Además de que las autoridades medioambientales deben acogerse a su propia legalidad sin excepción, en el caso particular del intento de construir contra todo criterio de especialistas una terminal para autobuses en el parque del Este, es de lugar reclamarles la permanencia en el tiempo de la política que vino dando importancia a grandes parques en el seno de la enormidad urbana de Santo Domingo, iniciativa emprendida con sentido de la oportunidad por la administración del doctor Joaquín Balaguer hace ya 48 años. Con la hermosura y verdor del Mirador Sur, el Estado dio uno de los primeros pasos firmes contra la arrasante expansión de la ciudad, librando preventivamente magníficos espacios amenazados por la acción constructora pública y privada que ha estado llenando ámbitos a base de edificios, negocios y congestionadas y ruidosas vías de tránsito.

Sin la presteza con que fue iniciada la creación del extraordinario pulmón urbano de la avenida Anacaona, y los que le siguieron, incluido el que ahora se pretende mutilar, habría hoy un abigarramiento habitacional y comercial de mayor magnitud y hostilidad al hábitat común.
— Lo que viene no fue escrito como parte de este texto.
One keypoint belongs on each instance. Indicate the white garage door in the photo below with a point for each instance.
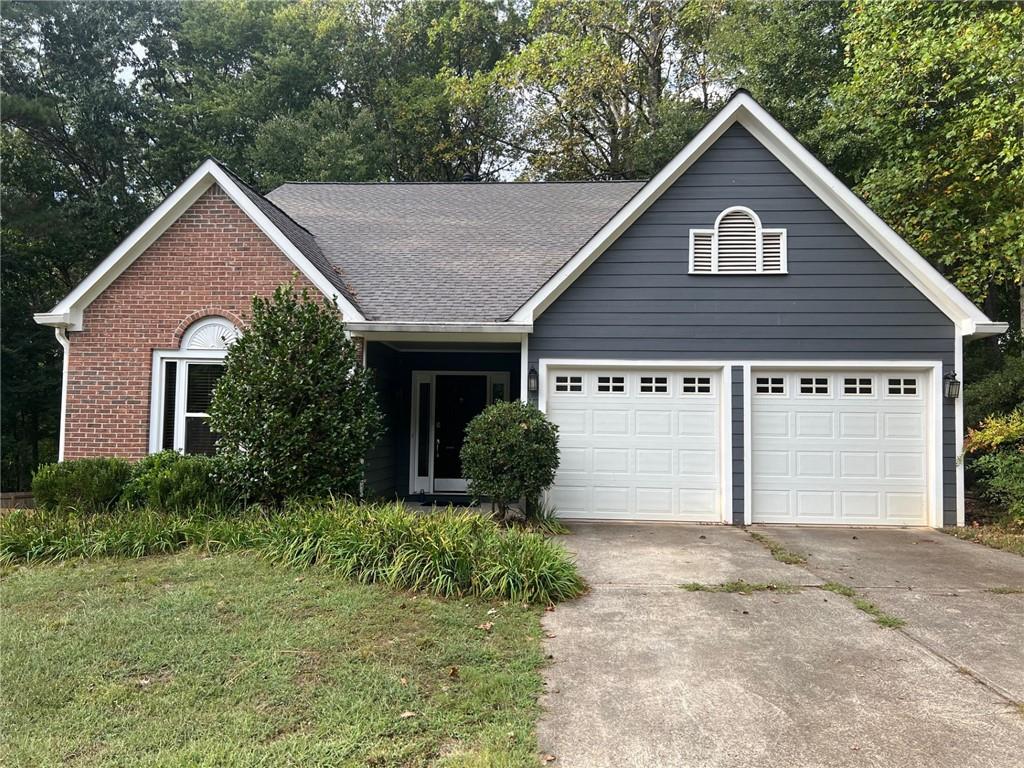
(637, 444)
(840, 446)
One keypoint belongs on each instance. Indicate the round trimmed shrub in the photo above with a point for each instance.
(83, 485)
(510, 454)
(295, 411)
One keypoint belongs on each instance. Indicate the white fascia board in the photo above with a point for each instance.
(71, 308)
(743, 110)
(443, 328)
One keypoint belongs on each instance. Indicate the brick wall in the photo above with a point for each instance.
(211, 261)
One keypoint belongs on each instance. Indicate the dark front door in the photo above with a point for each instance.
(458, 399)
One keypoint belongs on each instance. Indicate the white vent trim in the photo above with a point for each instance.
(737, 245)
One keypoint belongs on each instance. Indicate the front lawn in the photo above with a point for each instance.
(225, 659)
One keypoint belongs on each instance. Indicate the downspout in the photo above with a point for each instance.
(61, 335)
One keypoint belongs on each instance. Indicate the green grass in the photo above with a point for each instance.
(740, 587)
(192, 659)
(1005, 536)
(779, 552)
(445, 553)
(839, 589)
(881, 617)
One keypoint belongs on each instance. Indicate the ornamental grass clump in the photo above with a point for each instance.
(448, 553)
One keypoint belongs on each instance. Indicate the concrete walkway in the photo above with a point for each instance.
(646, 674)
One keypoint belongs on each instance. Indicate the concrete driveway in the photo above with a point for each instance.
(643, 673)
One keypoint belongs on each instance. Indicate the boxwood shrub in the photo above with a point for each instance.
(83, 485)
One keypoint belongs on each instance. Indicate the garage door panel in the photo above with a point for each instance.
(846, 458)
(638, 454)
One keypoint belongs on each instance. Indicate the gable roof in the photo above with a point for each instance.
(742, 109)
(300, 247)
(487, 256)
(461, 252)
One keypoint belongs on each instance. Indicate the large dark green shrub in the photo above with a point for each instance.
(83, 485)
(996, 392)
(510, 454)
(295, 411)
(169, 481)
(997, 450)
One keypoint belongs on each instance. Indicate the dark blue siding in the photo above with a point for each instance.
(840, 300)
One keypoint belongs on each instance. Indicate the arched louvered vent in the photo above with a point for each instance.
(737, 245)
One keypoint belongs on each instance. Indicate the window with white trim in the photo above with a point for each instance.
(737, 245)
(857, 385)
(902, 386)
(184, 382)
(653, 385)
(813, 385)
(695, 385)
(769, 385)
(568, 383)
(610, 384)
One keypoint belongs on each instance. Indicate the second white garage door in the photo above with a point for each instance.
(637, 444)
(840, 446)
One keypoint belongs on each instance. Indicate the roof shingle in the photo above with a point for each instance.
(449, 252)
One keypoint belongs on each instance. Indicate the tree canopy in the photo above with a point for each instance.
(107, 107)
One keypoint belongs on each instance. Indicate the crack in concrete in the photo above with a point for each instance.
(963, 669)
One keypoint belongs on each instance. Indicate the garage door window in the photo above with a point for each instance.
(610, 384)
(696, 385)
(857, 385)
(653, 385)
(769, 385)
(813, 385)
(903, 387)
(568, 384)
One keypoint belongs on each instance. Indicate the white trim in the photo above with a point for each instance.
(524, 369)
(70, 310)
(157, 389)
(724, 391)
(933, 418)
(748, 448)
(61, 335)
(498, 335)
(743, 110)
(444, 328)
(430, 377)
(958, 429)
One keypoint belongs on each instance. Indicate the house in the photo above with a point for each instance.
(738, 339)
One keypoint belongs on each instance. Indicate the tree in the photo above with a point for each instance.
(295, 411)
(74, 181)
(931, 122)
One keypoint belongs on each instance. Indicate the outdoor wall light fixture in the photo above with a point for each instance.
(951, 385)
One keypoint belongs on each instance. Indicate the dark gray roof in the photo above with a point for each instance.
(450, 252)
(299, 237)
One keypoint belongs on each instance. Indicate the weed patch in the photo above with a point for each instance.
(839, 589)
(777, 551)
(445, 554)
(740, 587)
(881, 617)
En su obligación de defender en cada lugar de la geografía nacional aquellos recursos naturales catalogados de imprescindibles, el Gobierno debe mostrar un celo extremo, sin medias tintas ni flexibilidades. Se trata de una meta crucial en todas partes del mundo.

Un control más que necesario

El Estado nunca debe aparecer como facilitador de la creación de sitios de apuestas o que promuevan excesivamente los juegos de azar. Lo que siempre ha de esperarse de las autoridades es que sean firmes en restringir y penalizar tales lugares, lo que no han cumplido a cabalidad; y por ello proliferan las llamadas bancas, incluso operando sin autorización a pesar de que nada tienen de clandestinas.
Su abundante presencia en campos y ciudades, escapando al pago de impuestos, constituye una burla a entidades que deben hacer cumplir la ley y la vigencia de límites a actividades que llevadas a extremos en su exposición pueden perjudicar a la sociedad incluyendo a jóvenes en los que debe fomentarse el interés por el estudio, el trabajo y las diversiones en las que la suerte no juegue ningún papel.